We will talk a lot about the ideologies that are wrapped up in the preservation of “natural” spaces in the national parks this semester. Perhaps no single ideology is more problematic than the doctrine of manifest destiny, or a sense that the teleology of America’s development as a nation is westward expansion and removal of Indian populations. The inevitability of American Manifest Destiny seems to be the message of American Progress, and it provides a context for the development of our national parks.
Compared to earlier examples of American landscape paintings from the early-to-mid nineteenth century, Gast makes no effort to achieve veresimilitude.His painting is a cartoonish conglomeration of the heretofore developed continent, as if it must represent the entire spectrum of a map that spans from the east coast to the Rocky Mountains.
In fact, there is a purpose to the distorted perspective of Gast’s vision, but first, let me mention the obvious elements of the painting. On the right (the east), you can see what appears, spatially or geographically, to be the Great Lakes, or perhaps Manhattan Island, with bridges and ships surrounding it. At the center of the painting is a charming, female ambassador of American liberty, and she, like all of the figures in this work, is facing west, to demonstrate the social and scientific progress of American society as settlers moved across the great plains and toward the west coast.
As Richard Grusin explains, American Progress was commissioned by George A. Crofutt, a traveler and speculator who had published his own guide to the American west. Croffut had a vested financial interest in encouraging the conquest of Native American lands, and he is, then, one of the first people to interpret the painting. Croffut described the ambassador as a “beautiful and charming female…floating westward through the air, bearing on her forehead the ‘Star of Empire'” (72). In her hands she holds a book and a coil of electric power line wire, which together represent the intellectual and scientific improvements that result from American westward expansion.

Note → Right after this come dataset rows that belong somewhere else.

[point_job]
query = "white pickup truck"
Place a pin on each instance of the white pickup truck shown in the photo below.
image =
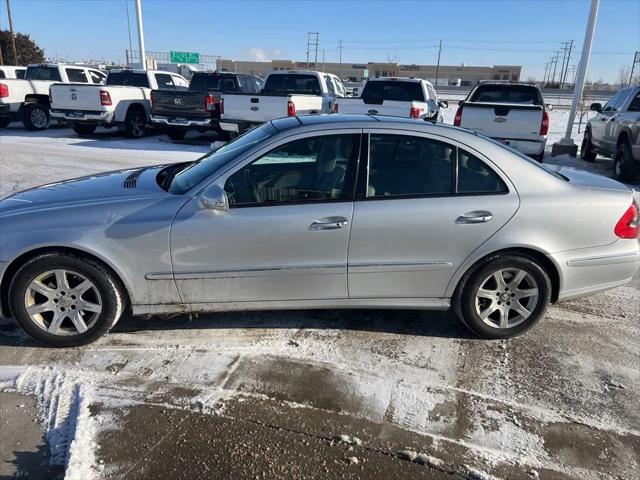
(285, 94)
(511, 113)
(123, 102)
(28, 99)
(398, 97)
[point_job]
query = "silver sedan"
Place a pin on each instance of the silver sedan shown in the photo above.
(327, 211)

Behind her are three parallel railroad engines, which appear to be heading down tracks that disappear into the landscape. The message is clear: westward expansion will allow Americans to accomplish what earlier farmers, pioneers, and speculators had done with much lesser means, but only if the nation commits itself to developing the infrastructure that will make expansion possible.
This painting isn’t exactly subtle. Gast divides his allegorical landscape into sections that display various stages of American development. In the bottom left, a man plows a field on a settled homestead, but even he is looking west, toward new possibilities. While the eastern edge of American Progress is illuminated and clear, the western boundary is dark and foreboding, a common motif artists used to represent the uncertainties of conquest on the wilderness frontier.
Conspicuously absent from this painting is the Native American population. Of course, one could argue that the figures shrouded in darkness on the right (west) are Indians, but they are running, along with the buffalo-looking blobs, away from the advancing progress. This representation certainly whitewashes their departure and leaves unanswered the question of where they will go when all of the land has been taken.
Gast’s American Progress is sheer propaganda for American conquest of the frontier, yet it’s not unlike other paintings of its time. Another example is a lithograph by Fanny Palmer called “Across the Continent, Westward Course of Empire Takes Its Way” (1868).
What these two works have in common is a distortion of perspective (literally and figuratively). They each seem to say that the elements of American civilization, the electrical power line and the railroad, can produce a smaller, more connected world. Thus begins a fantasy of dominance and connectivity that persists in the United States even today.
We cannot ignore the representations of nature in American Progress, when we think about the preservation of America’s national parks. In their own ways, the parks and the painting are representations of an idea, just as much as they are records of a real physical space or experience.